En juillet prochain, si le scrutin a bien lieu, il sera candidat à la présidentielle pour la troisième fois. Ibrahim Boubakar Keita, dit IBK, réussira-t-il à s’asseoir, cette fois-ci, dans le fauteuil présidentiel, lui qui était arrivé en troisième et deuxième position en 2002 et 2007 ? Cet homme politique d’expérience, qui a été premier ministre sous Alpha Oumar Konaré puis président de l’Assemblée nationale, est aujourd’hui sollicité de toutes parts en vue du scrutin.
Le Mali connaît l’instabilité depuis un an et demi, la guerre depuis quatre mois. On a peu entendu d’hommes politiques maliens s’exprimer à Paris sur ce sujet. Quelle est votre analyse de la situation militaire ?
C’est un truisme, mais il n’y a pas de comparaison avec la situation de l’an dernier. Tout le monde a salué la promptitude et l’appui massif français qui ont stoppé les colonnes djihadistes descendant vers le sud et la capitale.

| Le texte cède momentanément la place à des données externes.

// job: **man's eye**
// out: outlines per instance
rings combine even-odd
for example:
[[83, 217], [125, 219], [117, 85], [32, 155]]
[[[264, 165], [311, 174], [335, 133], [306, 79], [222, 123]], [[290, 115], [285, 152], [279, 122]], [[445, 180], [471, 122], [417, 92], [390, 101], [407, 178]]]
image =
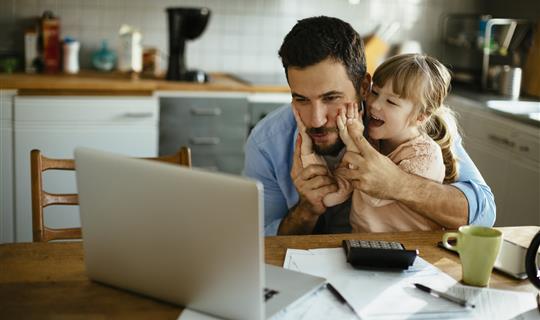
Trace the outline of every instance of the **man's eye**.
[[371, 90], [371, 94], [374, 95], [374, 96], [378, 96], [378, 95], [379, 95], [379, 93], [378, 93], [377, 91], [375, 91], [375, 90]]
[[326, 100], [326, 101], [335, 101], [335, 100], [337, 100], [337, 99], [339, 99], [338, 96], [328, 96], [328, 97], [324, 97], [324, 100]]
[[389, 104], [391, 104], [391, 105], [394, 105], [394, 106], [398, 106], [398, 104], [397, 104], [397, 103], [395, 103], [395, 102], [394, 102], [394, 101], [392, 101], [392, 100], [386, 100], [386, 101], [388, 101], [388, 103], [389, 103]]
[[294, 101], [299, 102], [299, 103], [304, 103], [304, 102], [307, 101], [307, 99], [306, 98], [296, 97], [296, 98], [294, 98]]

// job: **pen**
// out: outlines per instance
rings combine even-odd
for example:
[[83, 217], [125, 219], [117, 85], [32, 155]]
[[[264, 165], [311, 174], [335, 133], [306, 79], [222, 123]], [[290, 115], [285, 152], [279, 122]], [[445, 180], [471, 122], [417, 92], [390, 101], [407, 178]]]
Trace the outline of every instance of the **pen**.
[[346, 304], [352, 310], [352, 312], [356, 313], [351, 304], [347, 300], [345, 300], [341, 293], [339, 293], [339, 291], [337, 291], [337, 289], [330, 282], [326, 283], [326, 288], [330, 290], [330, 292], [334, 295], [334, 297], [336, 297], [336, 299], [338, 299], [339, 302]]
[[418, 289], [424, 291], [424, 292], [429, 293], [430, 295], [432, 295], [434, 297], [442, 298], [442, 299], [457, 303], [460, 306], [471, 307], [471, 308], [475, 307], [474, 304], [467, 302], [467, 300], [465, 300], [465, 299], [454, 297], [454, 296], [449, 295], [448, 293], [444, 293], [444, 292], [437, 291], [435, 289], [431, 289], [429, 287], [426, 287], [423, 284], [415, 283], [414, 286], [417, 287]]

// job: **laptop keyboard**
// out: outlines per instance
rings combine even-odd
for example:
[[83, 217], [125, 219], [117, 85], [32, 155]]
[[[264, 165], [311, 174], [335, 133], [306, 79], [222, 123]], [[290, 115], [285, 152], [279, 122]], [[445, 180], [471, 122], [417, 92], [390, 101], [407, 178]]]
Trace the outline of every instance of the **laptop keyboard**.
[[264, 301], [270, 300], [273, 296], [275, 296], [278, 293], [279, 291], [264, 288]]

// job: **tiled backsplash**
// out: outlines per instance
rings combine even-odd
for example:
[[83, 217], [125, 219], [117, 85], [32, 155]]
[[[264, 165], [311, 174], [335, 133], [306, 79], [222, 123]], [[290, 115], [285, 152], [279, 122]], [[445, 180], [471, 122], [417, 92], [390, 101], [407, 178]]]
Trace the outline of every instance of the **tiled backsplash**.
[[[531, 0], [526, 2], [532, 2]], [[298, 19], [329, 15], [348, 21], [362, 35], [397, 21], [397, 43], [418, 40], [432, 55], [441, 54], [439, 21], [443, 13], [479, 12], [483, 1], [470, 0], [0, 0], [0, 51], [22, 53], [23, 30], [31, 17], [52, 10], [61, 18], [62, 37], [81, 41], [81, 65], [102, 39], [118, 45], [123, 23], [138, 27], [145, 46], [167, 48], [165, 8], [205, 6], [212, 16], [203, 35], [187, 44], [188, 68], [227, 72], [280, 72], [277, 50]], [[166, 62], [164, 60], [164, 62]]]

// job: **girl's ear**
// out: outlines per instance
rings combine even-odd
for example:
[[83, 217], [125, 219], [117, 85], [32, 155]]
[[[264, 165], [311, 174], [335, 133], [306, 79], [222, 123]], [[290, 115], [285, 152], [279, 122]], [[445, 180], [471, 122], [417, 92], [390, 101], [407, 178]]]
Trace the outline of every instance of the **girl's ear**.
[[366, 73], [362, 83], [360, 83], [360, 100], [365, 100], [366, 95], [371, 91], [371, 75]]

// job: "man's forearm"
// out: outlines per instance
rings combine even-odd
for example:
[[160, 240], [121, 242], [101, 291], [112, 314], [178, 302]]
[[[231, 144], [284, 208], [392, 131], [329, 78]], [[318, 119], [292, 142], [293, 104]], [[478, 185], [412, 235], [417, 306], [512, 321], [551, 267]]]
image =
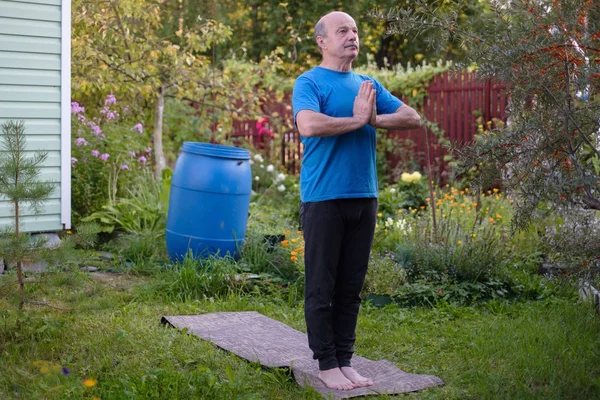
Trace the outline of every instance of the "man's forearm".
[[358, 117], [330, 117], [325, 114], [311, 112], [297, 120], [298, 130], [302, 136], [325, 137], [354, 131], [366, 123]]
[[406, 105], [401, 106], [393, 114], [380, 114], [375, 121], [375, 128], [382, 129], [415, 129], [421, 127], [419, 114]]

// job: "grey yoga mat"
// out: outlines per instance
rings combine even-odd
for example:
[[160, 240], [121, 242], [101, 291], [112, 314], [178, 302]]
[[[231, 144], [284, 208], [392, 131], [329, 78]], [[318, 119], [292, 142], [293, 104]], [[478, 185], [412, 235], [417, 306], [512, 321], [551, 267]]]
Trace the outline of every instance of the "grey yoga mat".
[[291, 368], [299, 385], [312, 386], [327, 398], [407, 393], [444, 384], [436, 376], [409, 374], [389, 361], [355, 355], [352, 366], [371, 377], [374, 385], [349, 391], [329, 389], [318, 378], [317, 362], [312, 359], [306, 334], [255, 311], [165, 316], [161, 322], [177, 329], [187, 328], [189, 333], [266, 367]]

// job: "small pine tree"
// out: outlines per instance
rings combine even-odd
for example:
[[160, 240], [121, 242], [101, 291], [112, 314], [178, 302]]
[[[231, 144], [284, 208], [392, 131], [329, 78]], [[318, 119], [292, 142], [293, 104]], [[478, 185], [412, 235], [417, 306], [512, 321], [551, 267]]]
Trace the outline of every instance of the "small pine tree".
[[42, 240], [33, 240], [22, 232], [21, 216], [24, 203], [34, 214], [39, 214], [55, 185], [40, 182], [41, 164], [48, 153], [37, 152], [29, 156], [26, 152], [25, 125], [22, 121], [8, 121], [1, 126], [0, 137], [0, 198], [12, 204], [13, 223], [0, 233], [0, 254], [7, 265], [16, 264], [21, 300], [25, 302], [23, 261], [35, 260], [44, 246]]

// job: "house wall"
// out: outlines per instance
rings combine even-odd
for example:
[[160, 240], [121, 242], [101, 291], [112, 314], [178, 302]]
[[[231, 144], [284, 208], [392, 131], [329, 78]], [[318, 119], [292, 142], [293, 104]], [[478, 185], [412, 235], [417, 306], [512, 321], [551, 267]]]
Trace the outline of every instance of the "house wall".
[[[25, 122], [28, 153], [48, 152], [40, 180], [56, 185], [41, 215], [22, 207], [30, 232], [70, 225], [69, 56], [70, 1], [0, 0], [0, 123]], [[0, 227], [12, 214], [0, 199]]]

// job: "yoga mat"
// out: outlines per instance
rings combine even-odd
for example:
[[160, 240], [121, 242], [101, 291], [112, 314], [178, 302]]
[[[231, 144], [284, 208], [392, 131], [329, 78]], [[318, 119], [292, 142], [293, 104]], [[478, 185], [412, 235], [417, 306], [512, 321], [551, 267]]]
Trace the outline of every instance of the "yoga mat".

Malheureusement, il faut bien reconnaître que l’armée malienne était en complète déliquescence, non formée ni équipée en face d’un adversaire déterminé et fortement armé. Que dire d’une armée et d’un commandement plus soucieux d’amasser de l’argent, qui se soucient de faire des « affaires », jusqu’à entretenir des liaisons scandaleuses avec les narcotrafiquants ?
Nous avons aujourd’hui bien plus de visibilité : l’armée française et les contingents africains, notamment tchadiens, ont considérablement réduit la menace djihadiste, même si ces derniers ont une activité résiduelle à partir des pays limitrophes – comme le Sud libyen – ou que, à l’inverse, le conflit s’y étende, comme l’a montré l’attaque d’In Amenas en Algérie. Nous savons le coût humain de cette intervention, notamment la disparition de six soldats français, dont nous saluons la mémoire.
Le Mali court-il le risque, avec l’intervention internationale en cours, d’une mise sous tutelle ?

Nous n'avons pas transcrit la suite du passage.